By reducing this duplication, the centre-left government is hoping to boost economic growth and encourage more investment into the UK.
Announcing the changes, the Prime Minister emphasised that only through economic growth can living standards improve, promising that regulatory reform will help put more money in consumers' pockets.
Managing the transition
In the short term, the PSR will continue its existing work, retaining statutory powers until legislation is passed to formalise the transition.
During this period, it will work closely with the FCA to ensure a smooth handover and maintain market competitiveness.
The abolition of the PSR is part of a broader government push to reshape the regulatory landscape.
Recent efforts have included a call for regulators to propose at least five reforms to boost growth and a direct intervention from the Chancellor earlier this year to scrutinise these proposals.
“The regulatory system has become burdensome to the point of choking off innovation, investment and growth,” commented Rachel Reeves, the UK’s Chancellor. “We will free businesses from that stranglehold.”
In a statement shared with the media, the PSR said that the government's announcement “is a pragmatic next step in simplifying and clarifying payments regulation”.
“We welcome the government’s commitment to maintaining effective regulation of payment systems, which was a gap before the PSR was set up.”
The statement continues that, since its inception, the payments sector has dramatically changed, particularly over recent years.
“The PSR has played a central role, supporting open banking and innovation, opening up access to payment systems, promoting competition, and introducing world leading protections for victims of fraud.
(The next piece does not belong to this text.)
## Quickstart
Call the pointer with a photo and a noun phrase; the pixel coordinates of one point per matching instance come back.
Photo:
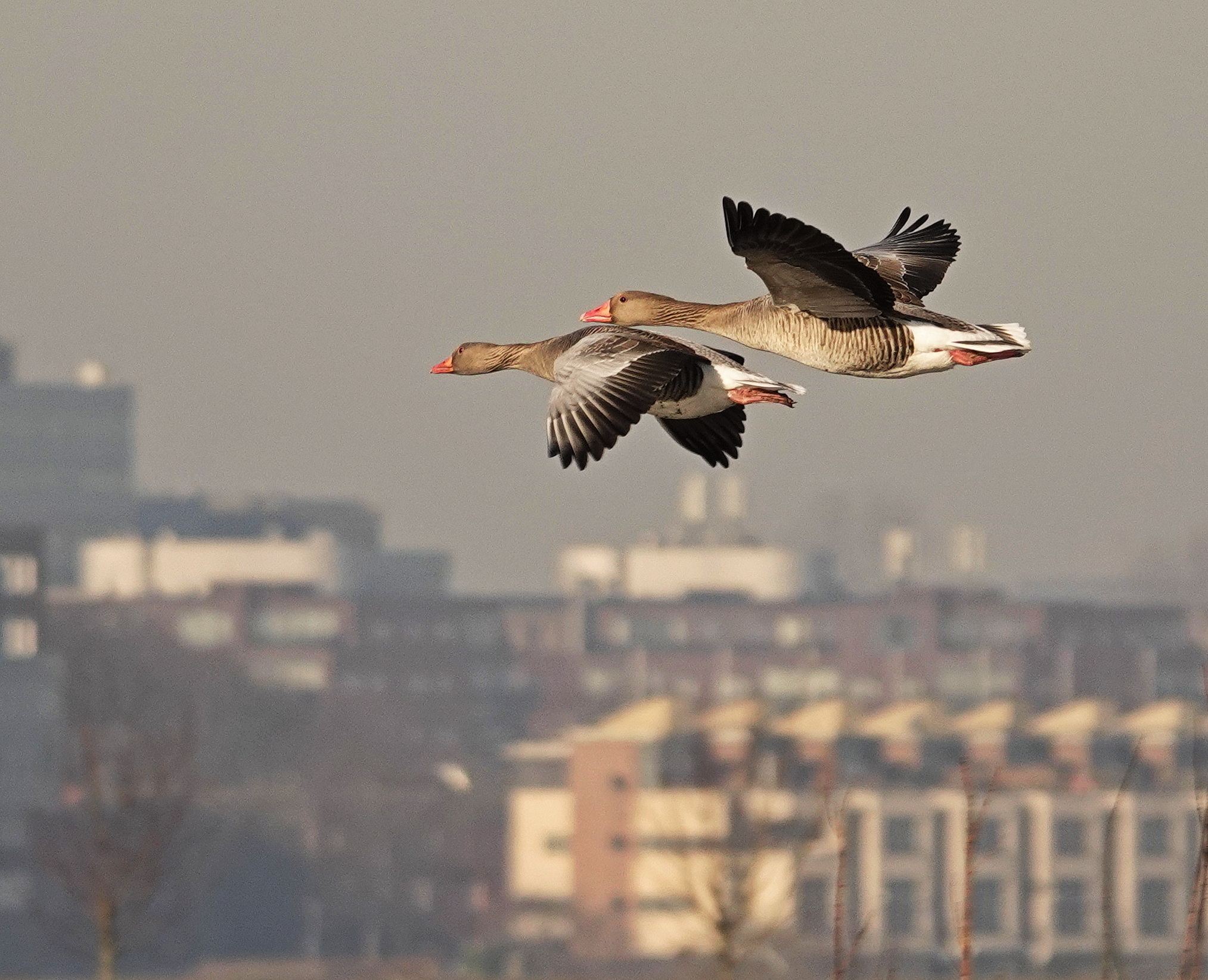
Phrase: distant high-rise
(67, 460)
Colleagues should rightly be proud of all they have achieved.”
“We’re committed to working with the government, the FCA and the Bank of England as decisions are taken on the transfer of regulatory responsibilities and, when they are, help ensure the process is smooth,” the PSR said.
Nikhil Rathi, the CEO of the FCA, said in a media statement that “PSR colleagues have made payment systems safer, more competitive and increasingly innovative. They should be proud of the huge amount achieved.”
However, he acknowledged that with a changed payments landscape, now is the right time to put in place a more streamlined regulatory framework. “Doing so is a natural next step following recent work to improve co-ordination and clarity on regulatory responsibilities”, he said.
“We will drive forward with change, including welcoming the deep expertise of PSR colleagues within the FCA.”
What now?
It has been hinted at for weeks that the PSR may be due to be folded into the FCA, and the announcement came the night before the leadership of the PSR is due to appear at a hearing with the Treasury Select Committee.
The likelihood that the regulator would be closed down began to become apparent last year, not only when the jobs of PSR managing director and payments chief at the FCA were merged into one, but also when the Treasury relinquished the PSR of its responsibilities over open banking changes, handing them over to the FCA.
In recent years, the PSR has also faced scrutiny over some of its regulatory choices, including its authorised push payment (APP) fraud reimbursement rules.
Many felt the rules were too interventionist and had the potential to bankrupt financial institutions forced to reimburse consumers who had fallen victim to APP fraud.
Sources have also suggested that the PSR has faced pressure from the market and government over challenging card schemes’ fee transparency.
Last week, the PSR concluded that the cards market is not performing well in the UK, and is causing a negative impact on merchants and consumers.